И как бы в продолжение фильма воздух начинает наполняться сухим треском зениток, и в облаках разрывов над толпой в небе ныряет вражеский разведчик.
Он сбрасывает листовки, и розовые бумажки, крутясь, летят на улицу. Их не спешат подбирать, все знают давно, о чем могут писать фашистские убийцы и поджигатели.
Какая-то старуха глядит в небо и говорит:
— Вот тебя, окаянного, я бы поймала, да от разрушенных домов камни тебе на шею навязала бы, да в Неву головой. Вот что я бы с тобой, мерзавец, сотворила!
Гитлеровцы грозят в листовке, что они всех похоронят под развалинами.
— Не запугаете,— говорит ленинградец,— мы вас самих похороним под вашими дотами раньше, чем вы нас. Жизнь продолжает сценарий следующей серии фильма. Усиливается канонада над городом. Оставляя грязный след горючего, немецкий разведчик удирает. Стрельба смолкает. И в воздухе проносится, вынырнув из-за крыш, с гремящим гулом мотора, наш истребитель, за которым следят сотни глаз, восторженно и благодарно.
Рано утром по Неве проходят серые, молчаливые торпедные катера, роя бесшумно гладь реки, и на них смотрят с набережной мальчишки. Это ленинградские мальчишки, понимающие толк в морском деле, сами будущие моряки.
Толкая локтями друг друга, они говорят многозначительно: видел?
— Видел! Не иначе, из похода идут! Как ты думаешь, который из них сегодня отличился?
— Я думаю, вон тот, с краю! Он самый серьезный! Он, наверное, там сегодня делов наделал, идет-то как, смотри, с ним не шути.
— А будем мы с тобой когда-нибудь так тоже? — говорит мальчишка, открывая свою затаенную мысль.
— А как же! — отвечает товарищ.— Я уже с дядей Митей, знаешь, с базы, говорил. «Что же, давай, говорит, подрастай скорей». Конечно, будем!

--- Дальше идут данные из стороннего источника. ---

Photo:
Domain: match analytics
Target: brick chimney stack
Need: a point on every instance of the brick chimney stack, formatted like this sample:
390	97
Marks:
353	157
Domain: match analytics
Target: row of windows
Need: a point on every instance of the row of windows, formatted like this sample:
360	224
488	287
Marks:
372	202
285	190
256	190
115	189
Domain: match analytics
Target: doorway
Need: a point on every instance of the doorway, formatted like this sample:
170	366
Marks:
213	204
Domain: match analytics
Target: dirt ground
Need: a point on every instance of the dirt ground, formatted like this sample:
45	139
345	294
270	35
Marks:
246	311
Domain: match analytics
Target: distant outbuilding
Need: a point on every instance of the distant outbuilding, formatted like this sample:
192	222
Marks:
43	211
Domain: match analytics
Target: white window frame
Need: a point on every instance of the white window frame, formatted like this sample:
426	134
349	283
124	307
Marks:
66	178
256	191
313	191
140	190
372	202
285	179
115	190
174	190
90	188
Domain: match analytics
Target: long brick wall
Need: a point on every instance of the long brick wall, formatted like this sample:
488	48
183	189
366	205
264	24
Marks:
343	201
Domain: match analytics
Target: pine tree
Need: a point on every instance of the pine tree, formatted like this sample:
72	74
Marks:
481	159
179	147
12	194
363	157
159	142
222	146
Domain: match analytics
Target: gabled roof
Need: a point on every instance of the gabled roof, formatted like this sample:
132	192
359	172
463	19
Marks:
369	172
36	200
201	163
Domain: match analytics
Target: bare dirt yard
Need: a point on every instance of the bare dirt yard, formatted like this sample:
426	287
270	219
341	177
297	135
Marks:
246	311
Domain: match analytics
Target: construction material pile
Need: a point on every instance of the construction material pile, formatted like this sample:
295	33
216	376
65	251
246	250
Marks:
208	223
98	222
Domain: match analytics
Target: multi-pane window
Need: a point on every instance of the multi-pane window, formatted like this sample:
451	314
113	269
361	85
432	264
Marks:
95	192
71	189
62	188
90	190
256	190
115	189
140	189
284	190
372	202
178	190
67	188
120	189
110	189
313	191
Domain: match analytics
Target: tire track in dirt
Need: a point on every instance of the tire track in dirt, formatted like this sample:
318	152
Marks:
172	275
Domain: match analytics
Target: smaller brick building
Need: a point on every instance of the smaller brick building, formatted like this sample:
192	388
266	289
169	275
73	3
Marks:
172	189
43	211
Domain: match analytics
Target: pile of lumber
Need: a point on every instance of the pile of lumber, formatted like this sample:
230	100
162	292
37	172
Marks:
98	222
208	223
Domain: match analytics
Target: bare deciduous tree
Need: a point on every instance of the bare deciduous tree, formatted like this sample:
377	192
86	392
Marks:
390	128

И мальчики закидывают удочки в воду, провожая блестящими глазами уходящие вверх по реке катера.
...Посреди дождливых и холодных дней вдруг наступил чудесный, ясный, залитый солнцем день. И как паломники идут к почитаемым исстари местам, так к острову на Ждановке в этот день в торжественном сосредоточении пришли группы людей. Группы!
В мирное время вся местность в это утро была бы залита волнами народа, трамваи подвозили бы все новые и новые толпы, автомобили бы выстроились в четыре Ряда, на трибунах не было бы, где упасть яблоку. День физкультурника в городе, где любят все виды спорта, где крик болельщиков в решительном матче перекрывает шум.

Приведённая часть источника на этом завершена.